Page 2 of 4
Posted: Fri Oct 19, 2007 3:34 pm
by pdwyer
Revisiting this, it looks like a bug!
This is not consistant
Code: Select all
OpenFile(0,"F:\Programming\PureBasicCode\SQLite\uni kanji.txt") ; contains the unicode of "漢字" ("Kanji")
Text.s = ReadString(0,#PB_Unicode)
Char1 = Asc(Mid(text,1,1))
Char2 = Asc(Mid(text,2,1))
MessageRequester("", text) ; Displays "漢字" okay
MessageRequester("", Str(char1) + " " + Str(char2)) ; Displays "65279 28450" okay
MessageRequester("", Chr(char1)) ; Displays nothing
MessageRequester("", Chr(char2)) ; Displays "漢" okay
MessageRequester("", Chr(char1) + Chr(char2)) ; Displays only "漢"
If you change the top text to be
Code: Select all
Text = "AB" ;Two characters but english
then everything works as expected
Posted: Fri Oct 19, 2007 3:49 pm
by KingNips
pdwyer wrote:Revisiting this, it looks like a bug!
This is not consistant
Code: Select all
OpenFile(0,"F:\Programming\PureBasicCode\SQLite\uni kanji.txt") ; contains the unicode of "漢字" ("Kanji")
Text.s = ReadString(0,#PB_Unicode)
Char1 = Asc(Mid(text,1,1))
Char2 = Asc(Mid(text,2,1))
MessageRequester("", text) ; Displays "漢字" okay
MessageRequester("", Str(char1) + " " + Str(char2)) ; Displays "65279 28450" okay
MessageRequester("", Chr(char1)) ; Displays nothing
MessageRequester("", Chr(char2)) ; Displays "漢" okay
MessageRequester("", Chr(char1) + Chr(char2)) ; Displays only "漢"
If you change the top text to be
Code: Select all
Text = "AB" ;Two characters but english
then everything works as expected
Maybe there's a null character in front of the original string? Looks like your missing the Vanilla Ice standing on one leg character (字).
Posted: Fri Oct 19, 2007 3:52 pm
by pdwyer
ARRRRHHH
Its that damn byte order mark!
Forgot about that grrrrr
Posted: Fri Oct 19, 2007 3:53 pm
by KingNips
pdwyer wrote:ARRRRHHH
Its that damn byte order mark!
Forgot about that grrrrr
Textbook.
Posted: Fri Oct 19, 2007 3:56 pm
by Mistrel
It's not a bug. I had the exact same problem today. :roll:
http://www.purebasic.fr/english/viewtopic.php?t=29216
Posted: Fri Oct 19, 2007 3:58 pm
by pdwyer
"Magic!"
What's with this then?
Code: Select all
MessageRequester("", Chr($6F22)) ;No Good
MessageRequester("", Chr(28450)) ;No Good
MessageRequester("", Chr(Int(28450))) ;OK
;all same in debugger
Debug 28450
Debug $6F22
Debug Int(28450)
Does chr() have some type limitations for the int?
Posted: Fri Oct 19, 2007 4:14 pm
by KingNips
pdwyer wrote:"Magic!"
What's with this then?
Code: Select all
MessageRequester("", Chr($6F22)) ;No Good
MessageRequester("", Chr(28450)) ;No Good
MessageRequester("", Chr(Int(28450))) ;OK
;all same in debugger
Debug 28450
Debug $6F22
Debug Int(28450)
Does chr() have some type limitations for the int?
Looks like it isn't casting to an int on the fly. It needs an actual int, not a string or whatever.
Ah BASIC. Everything's a string... except when its not.
Posted: Fri Oct 19, 2007 4:24 pm
by pdwyer
Things have changed just a tad since Qbasic dood, Perhaps you spent too long with Pick basic.
Actually, if you aren't explicit "everything's a long". But in this case perhaps "Everything's a bug"

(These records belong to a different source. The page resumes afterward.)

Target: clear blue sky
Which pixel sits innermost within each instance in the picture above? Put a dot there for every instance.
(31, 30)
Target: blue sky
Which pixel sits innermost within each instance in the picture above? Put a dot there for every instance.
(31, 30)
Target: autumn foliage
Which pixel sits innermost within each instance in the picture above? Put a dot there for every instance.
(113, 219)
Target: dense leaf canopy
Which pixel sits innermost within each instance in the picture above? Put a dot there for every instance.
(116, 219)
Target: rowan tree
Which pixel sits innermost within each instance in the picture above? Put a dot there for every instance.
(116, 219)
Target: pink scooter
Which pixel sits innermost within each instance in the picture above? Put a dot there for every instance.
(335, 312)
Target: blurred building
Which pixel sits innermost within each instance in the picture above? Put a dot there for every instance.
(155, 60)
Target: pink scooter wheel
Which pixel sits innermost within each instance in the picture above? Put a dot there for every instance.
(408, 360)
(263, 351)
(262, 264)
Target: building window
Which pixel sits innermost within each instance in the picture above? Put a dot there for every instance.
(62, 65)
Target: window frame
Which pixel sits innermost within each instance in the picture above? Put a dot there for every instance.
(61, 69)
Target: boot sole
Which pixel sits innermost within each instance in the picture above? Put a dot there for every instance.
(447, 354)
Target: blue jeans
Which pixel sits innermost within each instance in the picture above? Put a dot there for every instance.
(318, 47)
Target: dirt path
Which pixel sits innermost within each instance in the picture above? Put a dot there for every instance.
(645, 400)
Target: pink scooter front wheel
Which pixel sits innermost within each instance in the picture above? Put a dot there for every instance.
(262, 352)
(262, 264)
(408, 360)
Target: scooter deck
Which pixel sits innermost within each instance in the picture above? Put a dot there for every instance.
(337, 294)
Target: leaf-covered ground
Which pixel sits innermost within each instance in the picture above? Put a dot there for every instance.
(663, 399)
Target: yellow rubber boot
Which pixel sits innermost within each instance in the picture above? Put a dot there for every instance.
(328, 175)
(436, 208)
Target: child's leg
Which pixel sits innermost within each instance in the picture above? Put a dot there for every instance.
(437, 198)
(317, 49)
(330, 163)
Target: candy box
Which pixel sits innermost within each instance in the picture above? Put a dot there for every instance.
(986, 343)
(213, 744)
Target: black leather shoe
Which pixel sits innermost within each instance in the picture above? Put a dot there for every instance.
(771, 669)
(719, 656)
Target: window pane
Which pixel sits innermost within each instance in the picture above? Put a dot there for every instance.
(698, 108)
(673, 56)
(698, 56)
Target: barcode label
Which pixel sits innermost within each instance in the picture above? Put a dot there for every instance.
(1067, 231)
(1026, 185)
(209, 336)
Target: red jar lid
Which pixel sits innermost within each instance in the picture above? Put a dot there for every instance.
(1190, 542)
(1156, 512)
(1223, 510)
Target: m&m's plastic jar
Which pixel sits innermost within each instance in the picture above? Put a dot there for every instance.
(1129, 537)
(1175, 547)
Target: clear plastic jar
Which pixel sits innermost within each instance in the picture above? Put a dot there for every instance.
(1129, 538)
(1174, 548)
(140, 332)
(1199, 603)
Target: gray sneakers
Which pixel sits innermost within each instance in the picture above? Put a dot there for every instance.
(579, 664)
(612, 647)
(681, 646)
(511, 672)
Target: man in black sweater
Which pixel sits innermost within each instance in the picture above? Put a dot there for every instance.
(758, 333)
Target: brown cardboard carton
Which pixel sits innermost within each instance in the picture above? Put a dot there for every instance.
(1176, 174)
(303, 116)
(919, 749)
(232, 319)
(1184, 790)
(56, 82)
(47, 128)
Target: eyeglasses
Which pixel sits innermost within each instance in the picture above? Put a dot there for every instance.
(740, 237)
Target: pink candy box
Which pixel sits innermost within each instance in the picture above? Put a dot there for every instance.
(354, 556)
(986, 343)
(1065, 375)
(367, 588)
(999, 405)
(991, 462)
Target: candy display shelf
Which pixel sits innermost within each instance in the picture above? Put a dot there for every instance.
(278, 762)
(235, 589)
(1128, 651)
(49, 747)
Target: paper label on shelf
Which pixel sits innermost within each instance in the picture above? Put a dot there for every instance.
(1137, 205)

Posted: Fri Oct 19, 2007 4:28 pm
by KingNips
I'm writing my own AAC codec for WMP.
My head just exploded...
Posted: Fri Oct 19, 2007 4:31 pm
by KingNips
pdwyer wrote: Perhaps you spent too long with Pick basic.
ooooo yeah. <shudder>
Posted: Fri Oct 19, 2007 4:54 pm
by pdwyer
KingNips wrote:I'm writing my own AAC codec for WMP.
My head just exploded...
In what language? I have this naging suspicion that you're just a tourist here.

Posted: Fri Oct 19, 2007 4:58 pm
by pdwyer
If you're bored you should take a look here
http://projecteuler.net/
<throws down gauntlet>
I haven't been back in a couple of months, but I'm a 13% genius so far.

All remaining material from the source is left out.